20-30 km bloğu: “Antrenmanına güven” bloğu. Kuvvetli hisset, buralara kadar geldin. O 30’a rahat ulaştın, şimdi de yapacaksın, yaptın mı da geriye sayım başlayacak. Bak 25’e geldin. Gördün mü? Ama bir dakika! Aşil, sana ne oldu? Niye geriliyorsun durup dururken? Aşil tendonum bana mısın demiyordu. Koşu başladığından beri 5:28 çevresinde koşuyordum. Aşilin şu küçük gerginliğinden başka her şey iyi gidiyordu. Pardon, bir de ha bire ileri giden kilometre. 30’uncu kilometreye varmıştım ama saat 32’inci kilometredeydi.

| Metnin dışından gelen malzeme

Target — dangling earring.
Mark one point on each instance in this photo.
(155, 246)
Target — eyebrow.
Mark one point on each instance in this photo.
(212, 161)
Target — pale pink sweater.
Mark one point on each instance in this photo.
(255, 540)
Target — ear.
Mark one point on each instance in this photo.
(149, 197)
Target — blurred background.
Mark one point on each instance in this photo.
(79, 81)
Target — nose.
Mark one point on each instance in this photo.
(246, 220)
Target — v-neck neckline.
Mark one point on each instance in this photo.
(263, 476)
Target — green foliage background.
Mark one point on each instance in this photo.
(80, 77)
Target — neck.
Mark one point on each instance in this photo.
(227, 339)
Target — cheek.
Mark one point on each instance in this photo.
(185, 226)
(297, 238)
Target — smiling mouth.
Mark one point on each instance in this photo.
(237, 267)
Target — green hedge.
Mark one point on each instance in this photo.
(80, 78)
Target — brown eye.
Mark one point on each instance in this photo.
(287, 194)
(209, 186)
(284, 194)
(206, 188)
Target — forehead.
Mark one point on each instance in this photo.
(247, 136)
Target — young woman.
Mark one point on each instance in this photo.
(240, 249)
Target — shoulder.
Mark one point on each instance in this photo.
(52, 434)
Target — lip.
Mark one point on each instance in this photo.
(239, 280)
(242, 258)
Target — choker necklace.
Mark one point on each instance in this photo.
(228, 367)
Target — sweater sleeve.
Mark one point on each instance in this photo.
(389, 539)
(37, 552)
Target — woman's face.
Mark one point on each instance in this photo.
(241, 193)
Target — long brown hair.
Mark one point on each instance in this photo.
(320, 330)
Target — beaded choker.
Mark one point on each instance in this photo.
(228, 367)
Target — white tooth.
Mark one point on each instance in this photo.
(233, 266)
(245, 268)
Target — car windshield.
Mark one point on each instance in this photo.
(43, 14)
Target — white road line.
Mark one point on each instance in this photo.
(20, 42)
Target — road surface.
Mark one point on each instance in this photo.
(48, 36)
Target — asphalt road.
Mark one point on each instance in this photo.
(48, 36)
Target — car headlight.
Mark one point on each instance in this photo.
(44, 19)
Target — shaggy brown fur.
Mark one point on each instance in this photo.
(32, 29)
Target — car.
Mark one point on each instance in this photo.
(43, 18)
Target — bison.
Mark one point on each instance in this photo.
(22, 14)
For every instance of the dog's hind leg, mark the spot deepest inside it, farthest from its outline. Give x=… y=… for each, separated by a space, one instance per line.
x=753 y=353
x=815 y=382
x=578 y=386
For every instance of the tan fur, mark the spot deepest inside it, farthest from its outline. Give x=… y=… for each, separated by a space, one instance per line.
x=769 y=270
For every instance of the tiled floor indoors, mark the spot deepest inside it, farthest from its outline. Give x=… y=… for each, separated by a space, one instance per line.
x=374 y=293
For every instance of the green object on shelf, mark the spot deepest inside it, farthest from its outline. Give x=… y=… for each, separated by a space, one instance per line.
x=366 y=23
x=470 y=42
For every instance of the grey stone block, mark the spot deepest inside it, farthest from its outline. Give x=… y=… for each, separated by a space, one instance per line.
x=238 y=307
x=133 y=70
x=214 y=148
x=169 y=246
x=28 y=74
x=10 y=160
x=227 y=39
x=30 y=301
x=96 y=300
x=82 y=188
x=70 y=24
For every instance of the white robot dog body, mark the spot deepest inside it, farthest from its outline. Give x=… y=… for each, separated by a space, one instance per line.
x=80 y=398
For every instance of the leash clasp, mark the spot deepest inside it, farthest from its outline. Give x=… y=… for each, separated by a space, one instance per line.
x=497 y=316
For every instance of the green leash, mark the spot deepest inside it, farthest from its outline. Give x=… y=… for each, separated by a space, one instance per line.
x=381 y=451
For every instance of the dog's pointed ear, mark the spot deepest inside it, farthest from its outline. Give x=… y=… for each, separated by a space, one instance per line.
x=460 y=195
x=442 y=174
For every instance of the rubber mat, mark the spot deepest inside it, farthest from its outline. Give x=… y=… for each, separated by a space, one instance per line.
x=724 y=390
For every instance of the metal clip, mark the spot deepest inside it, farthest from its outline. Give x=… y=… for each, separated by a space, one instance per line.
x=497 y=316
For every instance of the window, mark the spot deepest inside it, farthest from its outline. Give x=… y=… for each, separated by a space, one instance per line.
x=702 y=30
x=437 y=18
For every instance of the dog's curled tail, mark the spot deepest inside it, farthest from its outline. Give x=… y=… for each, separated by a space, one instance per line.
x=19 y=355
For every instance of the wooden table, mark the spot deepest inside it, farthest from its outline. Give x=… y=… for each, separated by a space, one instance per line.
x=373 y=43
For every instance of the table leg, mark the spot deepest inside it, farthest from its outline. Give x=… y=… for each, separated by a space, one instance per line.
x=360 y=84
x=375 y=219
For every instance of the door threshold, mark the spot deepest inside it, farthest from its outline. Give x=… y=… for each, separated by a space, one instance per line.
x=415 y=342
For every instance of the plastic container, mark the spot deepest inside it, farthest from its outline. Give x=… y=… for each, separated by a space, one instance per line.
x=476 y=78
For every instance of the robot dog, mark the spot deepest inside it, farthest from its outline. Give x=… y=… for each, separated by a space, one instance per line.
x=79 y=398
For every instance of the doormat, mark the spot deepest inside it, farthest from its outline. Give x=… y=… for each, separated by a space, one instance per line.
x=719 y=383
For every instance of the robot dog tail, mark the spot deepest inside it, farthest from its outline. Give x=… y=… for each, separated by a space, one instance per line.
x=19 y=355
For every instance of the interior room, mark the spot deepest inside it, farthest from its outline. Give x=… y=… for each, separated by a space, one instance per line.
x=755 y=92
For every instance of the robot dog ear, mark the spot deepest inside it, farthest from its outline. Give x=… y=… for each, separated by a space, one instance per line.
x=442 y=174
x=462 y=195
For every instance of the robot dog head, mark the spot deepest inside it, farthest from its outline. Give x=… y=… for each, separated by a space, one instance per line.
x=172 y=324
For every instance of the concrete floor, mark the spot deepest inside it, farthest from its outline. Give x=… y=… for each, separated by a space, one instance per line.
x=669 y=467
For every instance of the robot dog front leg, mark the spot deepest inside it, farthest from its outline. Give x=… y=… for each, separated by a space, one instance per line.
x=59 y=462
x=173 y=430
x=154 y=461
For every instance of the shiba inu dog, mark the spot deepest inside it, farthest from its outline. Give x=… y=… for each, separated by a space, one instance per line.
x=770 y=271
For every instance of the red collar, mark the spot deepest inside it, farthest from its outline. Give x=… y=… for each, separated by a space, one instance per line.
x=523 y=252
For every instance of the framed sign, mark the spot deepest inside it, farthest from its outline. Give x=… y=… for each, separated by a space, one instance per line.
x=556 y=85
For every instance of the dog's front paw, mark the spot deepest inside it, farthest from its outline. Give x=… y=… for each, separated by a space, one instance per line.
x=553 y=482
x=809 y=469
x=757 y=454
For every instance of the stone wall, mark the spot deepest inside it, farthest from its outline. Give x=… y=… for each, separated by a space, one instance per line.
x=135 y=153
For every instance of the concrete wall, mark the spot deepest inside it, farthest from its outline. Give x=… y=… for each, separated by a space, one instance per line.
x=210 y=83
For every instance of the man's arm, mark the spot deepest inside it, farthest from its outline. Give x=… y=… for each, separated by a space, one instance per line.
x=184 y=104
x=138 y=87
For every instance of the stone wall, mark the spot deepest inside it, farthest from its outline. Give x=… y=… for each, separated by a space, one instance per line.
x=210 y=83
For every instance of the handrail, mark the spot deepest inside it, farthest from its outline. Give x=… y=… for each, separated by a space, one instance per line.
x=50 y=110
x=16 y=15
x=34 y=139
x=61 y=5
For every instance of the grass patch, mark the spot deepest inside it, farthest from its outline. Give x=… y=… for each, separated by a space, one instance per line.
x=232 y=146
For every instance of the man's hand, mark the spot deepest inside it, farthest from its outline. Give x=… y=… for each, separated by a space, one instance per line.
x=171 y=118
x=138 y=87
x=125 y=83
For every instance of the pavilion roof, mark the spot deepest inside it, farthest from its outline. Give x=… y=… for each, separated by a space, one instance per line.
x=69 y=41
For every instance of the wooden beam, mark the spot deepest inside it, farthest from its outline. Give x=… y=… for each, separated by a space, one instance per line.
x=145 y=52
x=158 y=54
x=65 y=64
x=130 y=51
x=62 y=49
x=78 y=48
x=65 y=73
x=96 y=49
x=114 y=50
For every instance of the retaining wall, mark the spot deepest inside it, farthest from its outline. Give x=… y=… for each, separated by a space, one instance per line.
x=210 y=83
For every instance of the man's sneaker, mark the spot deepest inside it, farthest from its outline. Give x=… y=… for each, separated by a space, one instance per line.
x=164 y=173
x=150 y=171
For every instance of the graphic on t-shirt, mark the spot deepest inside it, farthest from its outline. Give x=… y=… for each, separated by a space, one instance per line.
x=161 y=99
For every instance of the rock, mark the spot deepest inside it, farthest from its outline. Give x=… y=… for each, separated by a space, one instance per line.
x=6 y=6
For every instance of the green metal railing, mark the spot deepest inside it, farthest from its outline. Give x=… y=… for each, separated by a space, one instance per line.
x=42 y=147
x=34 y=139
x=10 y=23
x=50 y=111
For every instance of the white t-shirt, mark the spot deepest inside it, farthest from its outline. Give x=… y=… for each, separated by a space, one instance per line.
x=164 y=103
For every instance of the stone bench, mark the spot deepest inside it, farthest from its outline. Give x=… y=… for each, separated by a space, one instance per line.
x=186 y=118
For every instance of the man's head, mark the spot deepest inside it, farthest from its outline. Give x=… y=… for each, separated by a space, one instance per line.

30-40 km bloğu: “Bak gördün mü, otuzu geçtin, artık 5-4-3-2-1 diye geri sayacağın blok” dediğim, ama hiçbir zamanda bunun tutmadığı, maratonun yeni başladığı, dört ay vücuduna ve ruhuna ne verdiysen onun da sana geri döneceği blok. Belli ki vücuduma tam gerekeni vermemişim. Aslında tabanım kötüleşti, iki hafta ara verdim, köpek ısırdı, antrenmanlarımı hep haftada 3 tuttum derken 35’ten sonra her iki bacağımda da femoris kaslarım ve sağ bacağımdaki iliotibial bandım alarm vermeye başladı. Güçsüzleştim. Atacak jel de kalmamıştı. 39’uncu kilometrede gitmekte bayağı zorlanıyordum artık. Vücudumu yolun kenarına çekip bir 30 saniye nefeslenmesini sağladım. Son 3 kilometre kalmıştı. Halk bariyerlerden salkım saçak sarkarak bağırıyordu. Yaşlı bir karı kocanın bana bakıp “hadi” yumruklarını sallamalarından sonra tekrar hareketlendim. Çok yavaş koşmaya başladın. Hızım 7 pace’lerdeydi. İşte tam o anda iki şey oldu: Yanımdan 04:00 pacer’ları balonlarıyla geçti ki bunca acıya rağmen fena koşmadığımın işaretiydi. Bir de 40 kilometre işareti 200 metre önümde duruyordu ve bu da en acımasız bloğun bittiğinin işaretiydi. İşte şimdi kafamdaki son blok, son 2K, aynı Tour de France’ın son etabını adlandırdıkları gibi isimlendirdiğim “şampanya bloğu” idi. Artık ne olursa olsun bu maraton bitmişti. Geri kalanını yürüsem de bitmişti. Ağrılarımı, yorgunluğumu ve 44 kilometre gösteren saatimi unutmuş, hızlanmaya başlamıştım. 6 pace’lere tekrar geri dönmüştüm. Bu, dört ay boyunca hazırlanırken vücuduma değil ruhuma verdiğimin bana geri dönüşüydü. Bu maratonu, bu muhteşem ülkenin maratonunu, zorlukları yenip ne olursa olsun koşmak istemem, hayatın önüme bir engel koymadan beni buralara taşıyabilmesinin hediyesiydi. Ellerim havada, saatim 3:58:14’ü gösterirken tekrar o mavi halıdan, esasında mavi bulutların içinden, bitiş çizgisinden geçiyordum.